Moffat County is unique in the way that its landscape remained relatively undeveloped. For Dale Heckendorn, the undisturbed landscape holds some historical treasures.
Heckendorn, from the Colorado Historical Society, made the trip to Craig Saturday to talk about preserving these significant places.
Board members and guests listened intently to Heckendorn's keynote speech at the museum.
Heckendorn offered the board some advice on its role of preserving history within the community.
He stressed the significance of place to history using the museum as an example. He spoke about the wonderful collection it has and said the collection wouldn't be as impressive if it was kept in a steel building instead of the historically-significant armory building.
"Place is about history," said Heckendorn. "It is not only your job to preserve history, but you must conduct historical research within the community. The more you are willing to do, the better off the community will be."
Heckendorn spoke about grant money and assistance available for preserving historically-significant places. He believes it is the role of the foundation to help community members get that funding and encourage people to preserve these places.

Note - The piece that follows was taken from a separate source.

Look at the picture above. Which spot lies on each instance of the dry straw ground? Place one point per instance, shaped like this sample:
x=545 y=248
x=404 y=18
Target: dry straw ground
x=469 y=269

The Colorado Historical Society member was adamant about not only preserving historical objects and buildings, but preserving them in their original location.
"It is one thing to have an old school house preserved and moved to a city park, but it is another thing to have it preserved in its original location where people can see how remote it was and how it functioned," said Heckendorn.
Heckendorn also conducted a workshop for the public later Saturday called "Does Your House Have a Past?" It was to inform people on how to research the history of their homes.
After Heckendorn gave his motivational speech, the foundation's annual report was presented.
Dorcas Albaugh, executive director, went through the numbers. After making the first payment to Moffat County for the cowboy gunfighter collection, the foundation is in good shape financially, said Albaugh.
She said the foundation has been exploring the option of touring some pieces of the cowboy gunfighter collection. Getting the collection out on the road would not only bring in income, it would also bring recognition and notoriety to the Museum of Northwest Colorado.
"By touring the collection, it may give people the desire to come to Craig and see the entire collection," said Albaugh. "We are also looking for innovative ways to help raise money to help the museum. This collection is really a showcase for Moffat County and Craig."